By Haddon Libby

Control of all branches of government now resides with Republicans.  This means the Presidency, Senate and Congress while six of nine Supreme Court justices were nominated by Republican presidents.  The last time Democrats had full control was during the first two years of the Obama presidency.

This red sweep seemed nearly impossible just four years ago.  Just four years ago, political pundits were wondering if the Republican party would split into dueling factions.  It was thought that the Democratic party had demographics increasingly leaning in their favor.

This shows what talking heads know.

Republican control of all branches of government will result in sharply different approaches to economic growth and prosperity.

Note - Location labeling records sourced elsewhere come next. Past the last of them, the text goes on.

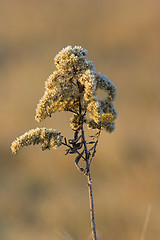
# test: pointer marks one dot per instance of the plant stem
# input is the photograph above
(92, 217)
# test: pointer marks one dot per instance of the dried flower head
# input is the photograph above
(48, 138)
(72, 87)
(76, 80)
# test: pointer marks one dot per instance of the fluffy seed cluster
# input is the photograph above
(48, 138)
(76, 80)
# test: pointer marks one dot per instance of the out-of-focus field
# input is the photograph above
(42, 195)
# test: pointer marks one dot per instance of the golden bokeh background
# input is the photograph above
(42, 194)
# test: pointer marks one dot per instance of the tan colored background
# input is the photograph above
(42, 195)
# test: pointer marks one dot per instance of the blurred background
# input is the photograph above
(42, 194)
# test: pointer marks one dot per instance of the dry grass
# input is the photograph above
(43, 192)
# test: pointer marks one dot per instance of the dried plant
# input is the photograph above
(73, 87)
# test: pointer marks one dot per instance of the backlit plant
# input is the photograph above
(73, 87)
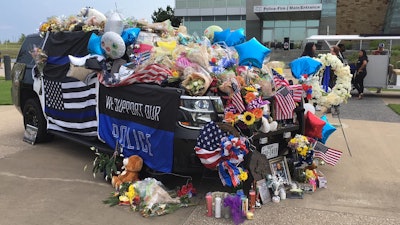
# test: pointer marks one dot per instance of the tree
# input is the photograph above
(162, 15)
(21, 38)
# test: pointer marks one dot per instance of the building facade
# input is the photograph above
(274, 22)
(200, 14)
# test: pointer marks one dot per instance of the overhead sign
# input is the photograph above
(287, 8)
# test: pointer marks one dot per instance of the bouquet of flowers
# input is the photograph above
(303, 148)
(249, 118)
(40, 58)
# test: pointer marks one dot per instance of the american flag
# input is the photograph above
(297, 92)
(284, 104)
(329, 155)
(208, 147)
(279, 80)
(70, 106)
(236, 98)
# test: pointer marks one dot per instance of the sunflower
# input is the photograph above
(248, 118)
(230, 117)
(242, 175)
(250, 96)
(258, 113)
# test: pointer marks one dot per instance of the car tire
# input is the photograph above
(33, 115)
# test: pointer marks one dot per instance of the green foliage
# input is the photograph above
(106, 164)
(161, 15)
(5, 91)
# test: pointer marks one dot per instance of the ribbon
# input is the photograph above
(229, 174)
(326, 78)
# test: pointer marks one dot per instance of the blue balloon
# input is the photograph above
(304, 65)
(130, 35)
(236, 37)
(327, 130)
(252, 53)
(94, 45)
(220, 36)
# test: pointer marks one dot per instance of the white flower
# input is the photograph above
(340, 92)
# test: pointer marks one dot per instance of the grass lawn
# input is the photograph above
(395, 108)
(5, 92)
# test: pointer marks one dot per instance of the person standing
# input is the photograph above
(310, 50)
(380, 51)
(342, 49)
(361, 73)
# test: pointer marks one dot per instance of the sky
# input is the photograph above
(25, 16)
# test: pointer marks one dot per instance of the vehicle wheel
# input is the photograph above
(33, 115)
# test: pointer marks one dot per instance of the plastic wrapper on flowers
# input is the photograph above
(197, 81)
(40, 58)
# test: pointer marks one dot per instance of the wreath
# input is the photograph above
(338, 93)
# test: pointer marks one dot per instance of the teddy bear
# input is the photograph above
(267, 123)
(131, 168)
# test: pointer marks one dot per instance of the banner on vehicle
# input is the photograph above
(141, 120)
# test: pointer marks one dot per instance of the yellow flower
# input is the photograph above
(230, 117)
(250, 88)
(258, 113)
(130, 193)
(175, 73)
(243, 175)
(248, 118)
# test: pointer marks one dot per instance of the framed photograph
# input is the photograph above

We are certain to see an increase in Merger & Acquisition (M&A) activity as the Biden era contested most attempts. In one case, the administration was successful at blocking the merger of Tapestry and Capri.  The argument was that this merger would give the combined company too much control of the luxury handbag market.

Wouldn’t government resources have been better used toward something of more significance to most Americans?

The business most likely to see a pickup in M&A activity are banks.  Regulation makes it nearly impossible for community banks and many regionals to compete.  With 7,500 banks in the United States, expect significant consolidation.

Another significant change will be a predisposition toward helping smaller US companies over the largest US companies and non-US companies. By supporting products and companies made domestically over those made offshore, it is expected that small businesses will be better able to compete against non-US and global companies.  This is likely to hike prices on consumers.

The deportation of those who crossed into the United States during the border crisis is expected to create more jobs for Americans.  Fewer workers means higher wages for people working in low wage jobs.

Where the Biden administration halted the development of Liquified Natural Gas (LNG) terminals for export while slow-walking small-form nuclear reactor applications, the Trump administration appears intent on growing all energy sources as quickly as possible.  McKinsey & Company estimates that energy demand from Generative AI, data centers and EVs, McKinsey & Co. will require the United States to grow its electricity supply at a 22.5% ANNUAL rate through 2030.  Without rapid electricity growth, costs on Americans will increase at an unacceptably high rate.

Roughly $50 billion will need to be invested to meet demand and keep prices down.  At present, 60% of new supply will be from gas with 40% from renewables. To be carbon neutral and produce the amount of energy needed, many believe that nuclear power produced through Small Modular Reactors will be needed. At present, Russia, China and Canada use this low-cost energy source.

The Red Sweep is likely to cause a sharp reduction in duplicitous government regulation and overlapping agencies.

We are likely to see the capital gains rate drop to 15%. There is also a serious discussion to eliminate taxes on social security benefits.

The Securities Exchange Commission is expected to regulate cryptocurrency in a favorable and supportive way.

Overall, the architects behind the economic policies of the Trump administration are hoping that their efforts will grow the US economy at a fast enough rate to cause federal debt to shrink as a percentage of Gross Domestic Product (GDP).  At present, US federal debt is 120% of GDP and growing.  In 2005, debt-to-GDP was 57%.

The biggest risk to these approaches relates to unintended outcomes from the use of tariffs in negotiations with other countries. If things work as expected, Europe and China are likely to feel the impact more than the US.

Republicans have the next two years to show voters that this approach to governing will work.  If not, Washington will lose its deeply red hue and turn purple in 2026 before turning blue in 2028.